There was, so it seemed, just a possibility that the amendment motion to the tourist tax bill led by the Partido Popular, with Ciudadanos (C's) hanging on to their coat tails, might have been passed. Had it been, then the bill would at the very least have needed to have been redrafted, thus removing any possibility of the tax being introduced this summer. The possibility, in truth, was just grandstanding. The key party in the vote wasn't Podemos, it was El Pi. Had Jaume Font's party (three parliamentary deputies) voted with the PP and the C's, then there would have been a majority of one and the tax bill would have been booted out. This didn't happen because El Pi is, with some reservations, in favour of the tax but also because had it supported the motion, Podemos would have rescued the government and found two sacrificial lamb deputies to vote against the amendment rather than abstain. Font concluded that El Pi may as well abstain. He was surely right in his conclusion.

That is how these things work, though Podemos would no doubt deny that this would have been the outcome. But much as it has differences with the government, it could not let the bill die. Podemos needed it to fight another day, because Podemos knows best and will look, by hook or by crook, to eventually get its way.

But what were they actually squabbling about? Principally, but by no means exclusively, it was to do with a geographical allocation of revenue from the tax. On the face of it, this proposal from Podemos (and actually supported by the PP) has some merit. A major problem with it, though, has nothing directly to do with the tax. It has instead to do with the system of regional financing through national government, a system that the Balearic government has been railing against ever since it became a government. The inherent unfairness of this system is that regions with greater tax-raising capacities (such as the Balearics) effectively subsidise poorer regions. Under the tourist tax distribution proposal by Podemos, a similar situation would obtain, with tourist areas of the Balearics with greater tax-raising capacity paying for those with lesser capacity. This is one reason why the government finds it hard to go along with the proposal. It would be hypocritical for it do so.

There was also, however, the political clash within a clash. The arguments were as much about Podemos versus Més as they were Podemos versus PSOE and Més (i.e. the government). The real anger that surfaced in parliament was coming from Més. But why? Two reasons. One is that Més is a party that prides itself on its eco-credentials. These have been exposed by the tax bill, though, as the revenue is due to be used for various purposes, only one of them being the environment.
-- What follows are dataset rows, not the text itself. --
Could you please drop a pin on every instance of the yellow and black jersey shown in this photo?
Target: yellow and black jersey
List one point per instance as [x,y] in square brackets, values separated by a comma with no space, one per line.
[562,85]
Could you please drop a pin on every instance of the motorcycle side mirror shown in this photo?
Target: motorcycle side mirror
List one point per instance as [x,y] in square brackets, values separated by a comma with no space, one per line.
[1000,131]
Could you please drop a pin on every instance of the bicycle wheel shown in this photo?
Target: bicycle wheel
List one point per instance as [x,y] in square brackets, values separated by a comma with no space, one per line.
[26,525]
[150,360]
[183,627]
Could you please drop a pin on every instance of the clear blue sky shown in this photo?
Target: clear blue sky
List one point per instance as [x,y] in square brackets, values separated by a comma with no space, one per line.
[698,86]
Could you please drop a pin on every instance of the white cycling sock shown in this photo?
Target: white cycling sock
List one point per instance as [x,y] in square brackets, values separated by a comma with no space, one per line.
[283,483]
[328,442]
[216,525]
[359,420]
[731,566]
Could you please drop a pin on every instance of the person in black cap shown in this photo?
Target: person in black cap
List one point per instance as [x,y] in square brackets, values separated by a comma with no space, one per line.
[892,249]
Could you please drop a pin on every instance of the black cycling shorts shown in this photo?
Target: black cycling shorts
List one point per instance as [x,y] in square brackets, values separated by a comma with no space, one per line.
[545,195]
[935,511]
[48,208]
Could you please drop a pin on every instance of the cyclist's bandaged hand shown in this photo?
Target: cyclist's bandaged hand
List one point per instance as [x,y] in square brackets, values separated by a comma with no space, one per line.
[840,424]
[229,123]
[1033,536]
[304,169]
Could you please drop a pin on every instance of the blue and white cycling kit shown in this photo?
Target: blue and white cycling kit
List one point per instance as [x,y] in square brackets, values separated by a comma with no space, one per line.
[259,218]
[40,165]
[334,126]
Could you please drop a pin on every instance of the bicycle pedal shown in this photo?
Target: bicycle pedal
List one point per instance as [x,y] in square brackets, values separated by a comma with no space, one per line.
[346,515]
Podemos, by insisting that the tax should be a genuine "eco-tax" for the environment alone, has thus taken the Més environmental moral high ground, and Més doesn't like it. There is also the fact that the tax is very much a Més baby and one of Biel Barceló's in particular. Why do you think he was so keen to get the tourism portfolio in this government? The tourist tax; that's why. Regardless of what might be said about the agreements for government signed up to by PSOE, Més and Podemos, there is still the potential for battles over one or the other's territory. Més has not taken kindly to the attempt by Podemos to usurp its domain.

It's all about the politics. Pure and simple.